Она приложила палец к его губам.
– Тише, Нилс. Не говорите больше об ошибках.
– Я и не собирался говорить об ошибках. То, что произошло, было самым лучшим из того, что я испытал в жизни. Вы заставили меня почувствовать себя заново рожденным.
Она смотрела на него во все глаза. В них вдруг появился блеск. Она сморгнула слезы.
– А я ничего чудеснее в жизни не слышала.
– Думаю, вы привыкли к самым изысканным комплиментам.
– Но не к таким. – Она была такой теплой, такой мягкой и податливой. Все было бы так просто...
Он отступил лишь на полшага, но продолжал держать ее за руки.
– Вы сказали, что голодны.
И она засмеялась, только на этот раз не пытаясь сдержать смех.
– Ваша служанка ясно дала понять, что уходит. Вы хотите сказать, что мы станем готовить себе сами?
– Уверяю вас, я ориентируюсь на кухне и без карты. Честно говоря, мне привычнее готовить на костре, но, думаю, я сумею справиться.
Она сняла свою маленькую шляпку и вместе с перчатками положила на комод, после чего принялась расстегивать жакет.

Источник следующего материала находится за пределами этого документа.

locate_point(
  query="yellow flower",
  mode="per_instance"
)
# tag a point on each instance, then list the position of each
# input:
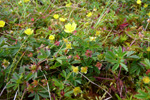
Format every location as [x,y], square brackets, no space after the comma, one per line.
[75,69]
[26,1]
[84,69]
[145,5]
[52,37]
[2,23]
[65,40]
[56,16]
[148,14]
[146,79]
[68,46]
[28,31]
[62,19]
[139,2]
[77,90]
[92,38]
[89,14]
[68,5]
[97,33]
[69,28]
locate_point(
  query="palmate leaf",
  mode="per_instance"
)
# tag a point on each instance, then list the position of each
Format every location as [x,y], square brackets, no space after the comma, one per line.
[124,66]
[116,66]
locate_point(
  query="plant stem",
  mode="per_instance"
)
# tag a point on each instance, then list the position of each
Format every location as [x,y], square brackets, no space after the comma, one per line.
[97,86]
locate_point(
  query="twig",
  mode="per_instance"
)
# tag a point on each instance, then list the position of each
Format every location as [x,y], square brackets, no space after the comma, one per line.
[47,85]
[97,86]
[23,94]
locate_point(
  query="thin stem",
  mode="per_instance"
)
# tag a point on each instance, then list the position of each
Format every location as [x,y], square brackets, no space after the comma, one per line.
[47,85]
[96,85]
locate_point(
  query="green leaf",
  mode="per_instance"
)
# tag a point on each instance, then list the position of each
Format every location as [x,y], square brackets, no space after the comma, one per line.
[68,94]
[115,67]
[10,85]
[36,97]
[60,61]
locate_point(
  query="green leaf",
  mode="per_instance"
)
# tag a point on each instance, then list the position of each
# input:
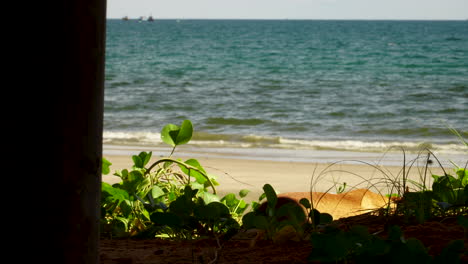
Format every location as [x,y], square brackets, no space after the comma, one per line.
[243,193]
[306,203]
[138,163]
[145,157]
[185,133]
[105,166]
[270,193]
[463,176]
[230,200]
[174,135]
[169,134]
[156,192]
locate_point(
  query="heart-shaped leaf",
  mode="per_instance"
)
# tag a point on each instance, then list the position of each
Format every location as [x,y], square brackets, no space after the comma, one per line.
[174,135]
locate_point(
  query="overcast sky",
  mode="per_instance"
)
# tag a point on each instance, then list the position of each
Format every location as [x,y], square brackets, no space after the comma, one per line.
[290,9]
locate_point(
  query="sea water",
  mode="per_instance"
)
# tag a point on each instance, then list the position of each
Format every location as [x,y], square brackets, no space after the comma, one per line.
[256,85]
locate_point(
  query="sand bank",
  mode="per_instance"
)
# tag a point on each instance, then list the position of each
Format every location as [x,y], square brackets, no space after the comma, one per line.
[235,174]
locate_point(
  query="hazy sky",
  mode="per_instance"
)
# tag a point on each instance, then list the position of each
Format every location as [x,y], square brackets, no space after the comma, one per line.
[290,9]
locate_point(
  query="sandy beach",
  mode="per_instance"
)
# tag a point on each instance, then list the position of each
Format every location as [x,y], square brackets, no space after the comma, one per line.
[236,173]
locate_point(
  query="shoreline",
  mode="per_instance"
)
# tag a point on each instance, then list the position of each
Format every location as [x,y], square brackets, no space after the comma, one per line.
[235,171]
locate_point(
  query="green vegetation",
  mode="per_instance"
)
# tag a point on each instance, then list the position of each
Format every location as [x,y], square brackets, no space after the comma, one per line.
[171,198]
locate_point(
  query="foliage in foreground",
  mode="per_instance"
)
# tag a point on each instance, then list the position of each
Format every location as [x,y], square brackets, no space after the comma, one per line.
[171,198]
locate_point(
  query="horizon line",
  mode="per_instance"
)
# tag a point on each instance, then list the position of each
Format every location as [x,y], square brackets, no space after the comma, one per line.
[317,19]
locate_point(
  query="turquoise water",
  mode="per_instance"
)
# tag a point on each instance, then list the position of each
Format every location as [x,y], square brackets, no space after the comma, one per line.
[334,85]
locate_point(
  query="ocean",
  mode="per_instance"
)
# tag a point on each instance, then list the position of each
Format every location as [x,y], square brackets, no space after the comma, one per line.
[292,85]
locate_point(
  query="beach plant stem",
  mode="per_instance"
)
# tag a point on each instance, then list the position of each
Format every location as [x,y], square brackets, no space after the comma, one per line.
[189,167]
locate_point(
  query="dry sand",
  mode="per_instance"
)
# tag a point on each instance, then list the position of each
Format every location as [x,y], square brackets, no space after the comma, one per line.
[235,174]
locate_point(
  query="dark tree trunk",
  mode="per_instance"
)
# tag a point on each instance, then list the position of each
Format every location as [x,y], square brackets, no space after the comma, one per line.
[73,187]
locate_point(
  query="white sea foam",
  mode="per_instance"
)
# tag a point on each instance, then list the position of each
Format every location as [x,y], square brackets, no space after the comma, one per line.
[142,138]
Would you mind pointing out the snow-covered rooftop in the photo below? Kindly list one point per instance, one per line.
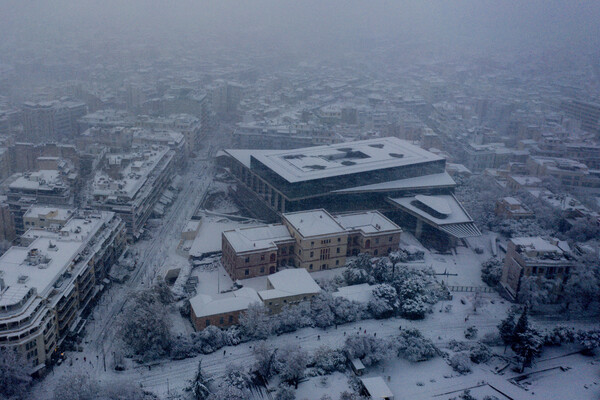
(442, 211)
(41, 264)
(257, 238)
(290, 282)
(204, 305)
(134, 175)
(434, 180)
(363, 293)
(39, 180)
(337, 159)
(367, 222)
(55, 213)
(313, 223)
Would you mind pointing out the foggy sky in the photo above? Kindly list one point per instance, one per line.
(306, 24)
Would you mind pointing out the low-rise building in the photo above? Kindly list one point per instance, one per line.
(534, 256)
(221, 310)
(510, 207)
(256, 251)
(132, 184)
(314, 240)
(45, 217)
(288, 287)
(47, 285)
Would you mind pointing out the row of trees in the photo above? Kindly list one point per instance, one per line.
(479, 195)
(527, 342)
(292, 364)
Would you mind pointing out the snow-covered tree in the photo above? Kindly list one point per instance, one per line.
(385, 301)
(200, 384)
(14, 374)
(321, 310)
(460, 363)
(347, 310)
(144, 326)
(285, 393)
(480, 353)
(236, 375)
(291, 364)
(506, 328)
(491, 272)
(255, 321)
(76, 387)
(292, 318)
(527, 346)
(413, 346)
(583, 287)
(327, 360)
(536, 291)
(590, 340)
(225, 392)
(265, 362)
(369, 349)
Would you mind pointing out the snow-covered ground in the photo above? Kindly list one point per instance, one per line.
(430, 379)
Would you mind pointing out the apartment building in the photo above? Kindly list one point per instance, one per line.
(321, 242)
(46, 217)
(288, 287)
(52, 120)
(568, 172)
(534, 256)
(132, 184)
(47, 285)
(284, 288)
(510, 207)
(314, 240)
(50, 187)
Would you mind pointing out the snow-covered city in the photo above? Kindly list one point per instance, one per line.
(299, 200)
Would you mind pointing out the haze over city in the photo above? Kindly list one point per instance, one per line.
(315, 200)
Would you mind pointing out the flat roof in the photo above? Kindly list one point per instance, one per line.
(56, 213)
(434, 180)
(314, 223)
(257, 238)
(239, 300)
(367, 222)
(290, 282)
(452, 217)
(56, 251)
(319, 162)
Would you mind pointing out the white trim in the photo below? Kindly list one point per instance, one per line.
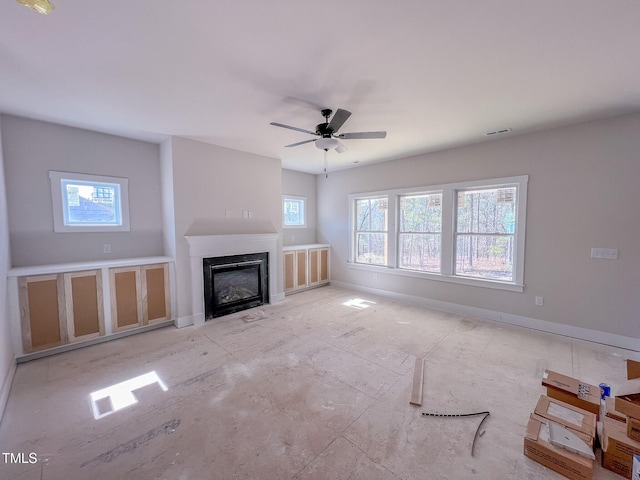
(6, 387)
(605, 338)
(80, 266)
(459, 279)
(57, 201)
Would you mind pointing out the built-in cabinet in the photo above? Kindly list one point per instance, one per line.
(67, 307)
(305, 266)
(139, 295)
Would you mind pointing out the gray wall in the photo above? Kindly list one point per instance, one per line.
(582, 193)
(32, 148)
(301, 185)
(7, 361)
(208, 181)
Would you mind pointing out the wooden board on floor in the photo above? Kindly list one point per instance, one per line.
(418, 379)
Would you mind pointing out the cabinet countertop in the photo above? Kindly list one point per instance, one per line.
(79, 266)
(288, 248)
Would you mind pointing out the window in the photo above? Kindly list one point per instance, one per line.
(89, 203)
(293, 211)
(372, 218)
(470, 233)
(485, 233)
(419, 235)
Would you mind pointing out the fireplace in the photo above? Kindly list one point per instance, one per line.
(235, 282)
(211, 246)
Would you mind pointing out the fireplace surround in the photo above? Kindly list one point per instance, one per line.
(235, 282)
(209, 246)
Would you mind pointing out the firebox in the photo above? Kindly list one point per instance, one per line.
(235, 282)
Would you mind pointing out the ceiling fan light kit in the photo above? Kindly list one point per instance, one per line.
(40, 6)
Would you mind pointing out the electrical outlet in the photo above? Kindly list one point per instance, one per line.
(608, 253)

– Я тоже умею готовить, Нилс Вулфсон, так что умереть от голода нам не грозит.
Он поджарил отбивные – мясо нашлось в холодной кладовой – на леднике. Плита была еще достаточно горячей, но Нилс предпочел ей очаг, в котором догорали красноватые уголья.

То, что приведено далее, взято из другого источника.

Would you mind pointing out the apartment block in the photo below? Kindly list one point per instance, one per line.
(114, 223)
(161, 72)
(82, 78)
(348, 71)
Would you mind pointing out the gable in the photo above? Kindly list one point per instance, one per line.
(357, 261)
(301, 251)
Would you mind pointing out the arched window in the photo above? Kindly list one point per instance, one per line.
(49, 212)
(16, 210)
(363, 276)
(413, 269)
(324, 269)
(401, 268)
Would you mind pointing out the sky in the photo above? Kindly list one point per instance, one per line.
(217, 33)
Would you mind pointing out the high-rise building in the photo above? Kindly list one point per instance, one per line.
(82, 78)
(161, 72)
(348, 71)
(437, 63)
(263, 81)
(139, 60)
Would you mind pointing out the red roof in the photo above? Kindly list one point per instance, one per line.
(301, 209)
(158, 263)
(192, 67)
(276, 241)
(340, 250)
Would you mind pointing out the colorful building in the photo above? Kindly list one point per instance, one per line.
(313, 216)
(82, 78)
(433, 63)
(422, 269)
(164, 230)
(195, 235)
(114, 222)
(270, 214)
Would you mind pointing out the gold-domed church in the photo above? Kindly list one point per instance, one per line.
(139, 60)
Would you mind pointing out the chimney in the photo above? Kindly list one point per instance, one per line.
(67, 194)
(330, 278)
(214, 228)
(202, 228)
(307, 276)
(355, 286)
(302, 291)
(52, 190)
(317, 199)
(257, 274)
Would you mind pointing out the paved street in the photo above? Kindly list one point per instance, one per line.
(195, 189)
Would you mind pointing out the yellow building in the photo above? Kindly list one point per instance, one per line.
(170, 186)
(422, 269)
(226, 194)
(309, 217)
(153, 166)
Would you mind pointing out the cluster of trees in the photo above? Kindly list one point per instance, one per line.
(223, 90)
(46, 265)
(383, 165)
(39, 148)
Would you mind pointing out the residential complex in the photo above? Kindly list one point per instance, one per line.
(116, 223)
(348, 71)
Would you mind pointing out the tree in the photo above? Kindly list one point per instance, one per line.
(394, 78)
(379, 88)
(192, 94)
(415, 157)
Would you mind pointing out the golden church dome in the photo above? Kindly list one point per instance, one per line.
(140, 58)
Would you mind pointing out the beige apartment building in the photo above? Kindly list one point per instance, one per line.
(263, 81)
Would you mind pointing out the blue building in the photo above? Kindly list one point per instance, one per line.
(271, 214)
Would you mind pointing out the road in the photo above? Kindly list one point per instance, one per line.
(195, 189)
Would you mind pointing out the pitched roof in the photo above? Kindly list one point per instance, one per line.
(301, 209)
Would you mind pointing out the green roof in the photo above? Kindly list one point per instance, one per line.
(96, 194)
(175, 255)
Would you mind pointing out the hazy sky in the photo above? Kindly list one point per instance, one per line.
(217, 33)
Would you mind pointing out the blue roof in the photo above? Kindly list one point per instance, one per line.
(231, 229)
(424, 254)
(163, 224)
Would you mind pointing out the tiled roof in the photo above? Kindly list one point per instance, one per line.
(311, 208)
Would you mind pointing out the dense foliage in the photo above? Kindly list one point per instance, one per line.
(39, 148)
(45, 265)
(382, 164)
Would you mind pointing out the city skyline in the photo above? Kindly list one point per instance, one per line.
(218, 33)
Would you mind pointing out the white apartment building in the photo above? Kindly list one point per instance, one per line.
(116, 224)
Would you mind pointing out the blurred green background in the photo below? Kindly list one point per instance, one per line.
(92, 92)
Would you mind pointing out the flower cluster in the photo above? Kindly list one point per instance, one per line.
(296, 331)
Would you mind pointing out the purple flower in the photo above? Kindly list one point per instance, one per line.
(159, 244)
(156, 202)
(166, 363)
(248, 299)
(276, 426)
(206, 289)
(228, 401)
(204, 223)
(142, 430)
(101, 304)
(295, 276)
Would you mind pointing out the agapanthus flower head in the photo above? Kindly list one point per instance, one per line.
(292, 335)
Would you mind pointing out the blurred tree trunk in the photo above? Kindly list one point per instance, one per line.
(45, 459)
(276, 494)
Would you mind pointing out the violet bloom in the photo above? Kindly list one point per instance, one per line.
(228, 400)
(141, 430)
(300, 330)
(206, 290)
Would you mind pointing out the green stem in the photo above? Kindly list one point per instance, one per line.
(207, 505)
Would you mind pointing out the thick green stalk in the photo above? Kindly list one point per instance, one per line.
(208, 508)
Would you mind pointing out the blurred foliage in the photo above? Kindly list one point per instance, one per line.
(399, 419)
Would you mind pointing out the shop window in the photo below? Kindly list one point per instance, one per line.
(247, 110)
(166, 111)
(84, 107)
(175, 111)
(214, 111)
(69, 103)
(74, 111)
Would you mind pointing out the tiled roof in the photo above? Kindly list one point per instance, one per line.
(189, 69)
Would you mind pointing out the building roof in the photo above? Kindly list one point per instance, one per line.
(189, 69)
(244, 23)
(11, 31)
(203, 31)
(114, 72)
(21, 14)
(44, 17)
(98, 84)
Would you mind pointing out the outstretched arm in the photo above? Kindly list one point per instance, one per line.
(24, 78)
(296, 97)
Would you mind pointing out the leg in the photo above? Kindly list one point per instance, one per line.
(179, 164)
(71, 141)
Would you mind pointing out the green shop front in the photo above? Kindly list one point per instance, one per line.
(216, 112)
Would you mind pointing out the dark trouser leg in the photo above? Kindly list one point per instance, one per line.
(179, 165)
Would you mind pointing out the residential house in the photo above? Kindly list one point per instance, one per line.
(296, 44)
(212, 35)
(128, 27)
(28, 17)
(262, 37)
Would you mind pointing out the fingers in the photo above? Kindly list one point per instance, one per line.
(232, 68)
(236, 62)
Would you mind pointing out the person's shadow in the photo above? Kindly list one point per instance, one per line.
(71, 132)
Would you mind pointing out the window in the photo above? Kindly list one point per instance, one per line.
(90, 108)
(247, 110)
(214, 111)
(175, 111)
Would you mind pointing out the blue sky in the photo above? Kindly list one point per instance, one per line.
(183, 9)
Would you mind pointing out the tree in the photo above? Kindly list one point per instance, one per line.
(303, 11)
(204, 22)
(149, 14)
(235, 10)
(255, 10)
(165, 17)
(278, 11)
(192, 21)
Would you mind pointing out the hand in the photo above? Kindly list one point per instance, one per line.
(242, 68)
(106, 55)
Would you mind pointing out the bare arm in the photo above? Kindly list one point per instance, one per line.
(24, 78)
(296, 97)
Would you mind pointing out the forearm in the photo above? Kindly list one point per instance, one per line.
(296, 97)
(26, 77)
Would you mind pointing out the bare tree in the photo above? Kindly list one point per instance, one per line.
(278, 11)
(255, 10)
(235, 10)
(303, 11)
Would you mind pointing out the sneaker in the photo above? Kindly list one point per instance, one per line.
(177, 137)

– Этой плитой совсем нетрудно пользоваться, – сказала Амелия. У них в лондонской резиденции была такая же, но пища, приготовленная в акоранской каменной печи, казалась куда вкуснее.
– На открытом огне все вкуснее, – сказал Нилс. – Грибы сумеете приготовить?
Поджарить грибы для нее труда не составило. Кроме того, в кладовой нашлась уже сваренная в мундире картошка, которую осталось лишь очистить от кожуры и нарезать.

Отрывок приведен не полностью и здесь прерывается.